Realtime API with noise_reduction has sudden increase of latency

Recently, around the last day or two, combining noise_reduction with transcription or turn_detection of semantic_vad has caused a crazy amount of latency on the RealtimeAPI. Talking up to a full MINUTE from the time the user stops speaking to the time the input_audio_buffer.speech_started event is returned once the conversation has gone on for a few minutes. It’s not present early in the session, but has happened with 100% consistency the longer the session goes.

Our setup, using webRTC:

turn_detection: semantic_vad
input_audio_noise_reduction: near_field
input_audio_transcription: whisper-1

Removing the noise reduction solves the problem, having ONLY noise reduction solves the problem, but adding either turn_detection of semantic_vad or transcription with any model reintroduces it.

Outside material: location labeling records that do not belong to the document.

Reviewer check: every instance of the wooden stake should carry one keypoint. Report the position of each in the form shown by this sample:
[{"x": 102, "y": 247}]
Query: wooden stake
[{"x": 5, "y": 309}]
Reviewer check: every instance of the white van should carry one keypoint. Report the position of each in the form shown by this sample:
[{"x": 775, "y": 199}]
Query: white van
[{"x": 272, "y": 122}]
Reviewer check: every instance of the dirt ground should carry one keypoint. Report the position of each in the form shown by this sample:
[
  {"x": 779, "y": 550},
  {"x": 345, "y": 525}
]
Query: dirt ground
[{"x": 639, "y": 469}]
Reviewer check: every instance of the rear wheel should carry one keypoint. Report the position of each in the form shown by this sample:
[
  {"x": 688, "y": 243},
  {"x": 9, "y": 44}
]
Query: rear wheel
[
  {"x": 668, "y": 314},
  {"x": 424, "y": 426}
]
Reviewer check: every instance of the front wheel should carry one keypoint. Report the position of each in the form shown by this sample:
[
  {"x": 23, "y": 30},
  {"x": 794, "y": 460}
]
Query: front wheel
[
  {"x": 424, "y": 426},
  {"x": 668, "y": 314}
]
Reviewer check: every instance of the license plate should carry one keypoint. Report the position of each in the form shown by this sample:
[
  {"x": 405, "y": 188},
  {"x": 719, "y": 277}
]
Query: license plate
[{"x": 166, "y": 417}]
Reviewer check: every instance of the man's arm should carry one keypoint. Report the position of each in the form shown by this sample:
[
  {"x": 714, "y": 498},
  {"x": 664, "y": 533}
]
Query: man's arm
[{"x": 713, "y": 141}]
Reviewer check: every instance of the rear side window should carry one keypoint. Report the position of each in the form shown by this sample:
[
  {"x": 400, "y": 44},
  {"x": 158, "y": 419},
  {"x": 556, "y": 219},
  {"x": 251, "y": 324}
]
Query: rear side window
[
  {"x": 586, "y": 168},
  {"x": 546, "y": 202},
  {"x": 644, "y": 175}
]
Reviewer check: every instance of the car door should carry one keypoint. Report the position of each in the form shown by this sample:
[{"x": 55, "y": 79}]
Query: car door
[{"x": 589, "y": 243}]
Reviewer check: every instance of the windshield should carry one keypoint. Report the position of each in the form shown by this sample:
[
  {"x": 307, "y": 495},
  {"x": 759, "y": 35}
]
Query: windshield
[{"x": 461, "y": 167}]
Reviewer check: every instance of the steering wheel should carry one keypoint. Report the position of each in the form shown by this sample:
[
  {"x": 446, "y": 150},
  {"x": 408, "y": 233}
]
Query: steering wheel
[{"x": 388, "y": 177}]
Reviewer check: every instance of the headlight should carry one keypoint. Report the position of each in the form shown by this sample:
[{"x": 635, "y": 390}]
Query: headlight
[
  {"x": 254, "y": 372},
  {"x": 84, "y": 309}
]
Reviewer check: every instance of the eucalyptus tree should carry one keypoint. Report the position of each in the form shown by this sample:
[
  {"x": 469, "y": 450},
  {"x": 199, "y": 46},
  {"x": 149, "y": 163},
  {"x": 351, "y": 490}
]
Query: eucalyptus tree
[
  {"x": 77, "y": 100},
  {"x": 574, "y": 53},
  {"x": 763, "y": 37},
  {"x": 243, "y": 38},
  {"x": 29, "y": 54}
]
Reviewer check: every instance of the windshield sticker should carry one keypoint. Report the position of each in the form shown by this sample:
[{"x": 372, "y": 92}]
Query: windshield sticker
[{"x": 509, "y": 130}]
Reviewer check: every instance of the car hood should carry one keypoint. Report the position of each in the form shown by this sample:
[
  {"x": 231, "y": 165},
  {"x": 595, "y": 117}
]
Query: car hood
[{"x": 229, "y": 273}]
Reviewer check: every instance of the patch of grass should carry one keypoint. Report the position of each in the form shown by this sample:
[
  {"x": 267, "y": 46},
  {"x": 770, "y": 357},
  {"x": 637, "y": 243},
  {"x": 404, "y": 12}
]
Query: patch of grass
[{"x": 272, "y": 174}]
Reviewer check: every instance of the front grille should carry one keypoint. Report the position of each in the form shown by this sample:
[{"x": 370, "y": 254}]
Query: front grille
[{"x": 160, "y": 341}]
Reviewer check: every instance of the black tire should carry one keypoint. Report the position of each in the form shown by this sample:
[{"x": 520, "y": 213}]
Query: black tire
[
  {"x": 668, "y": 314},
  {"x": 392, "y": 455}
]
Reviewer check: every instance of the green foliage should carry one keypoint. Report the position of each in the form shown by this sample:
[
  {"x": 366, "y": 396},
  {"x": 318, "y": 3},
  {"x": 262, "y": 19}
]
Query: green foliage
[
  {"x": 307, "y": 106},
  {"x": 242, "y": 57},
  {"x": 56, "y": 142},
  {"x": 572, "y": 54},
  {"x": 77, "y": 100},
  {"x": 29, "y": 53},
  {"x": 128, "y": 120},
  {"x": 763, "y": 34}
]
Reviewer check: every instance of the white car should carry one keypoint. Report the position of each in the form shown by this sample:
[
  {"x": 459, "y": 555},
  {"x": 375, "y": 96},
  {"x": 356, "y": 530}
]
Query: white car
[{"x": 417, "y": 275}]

We’ve tried with far_field reduction as well with the same increase in latency. We’ve also tried swapping out the transcription model to gpt-4o-mini-transcribe.

It seems to be related to the combination of noise reduction (of either type) and transcription with any model
OR
noise reduction (of either type) and turn_detection being semantic_vad

Anyone else experiencing this?

1 Like

Welcome to the community, @Vanessa_Holland.

In my understanding, both the VAD choice and noise reduction affect the time it takes for the model to respond. However, such a large delay is definitely not helpful.

I tested this with semantic_vad and near_field input_audio_noise_reduction, and was able to alleviate the slow response time by setting the eagerness property for semantic_vad turn_detection to high.

1 Like

Thanks for the reply, I should have mentioned that we do have the eagerness set to high. The beginning of sessions is normal, it’s once a session gets to around 5 mins duration that there’s a spike in latency. This issue is new, we’ve had this setup for weeks without the late in session spike.

Thanks for confirming. It would be quite helpful to solve if you could share event logs for the delayed responses, especially the input_audio_buffer, conversation_item and response.created events.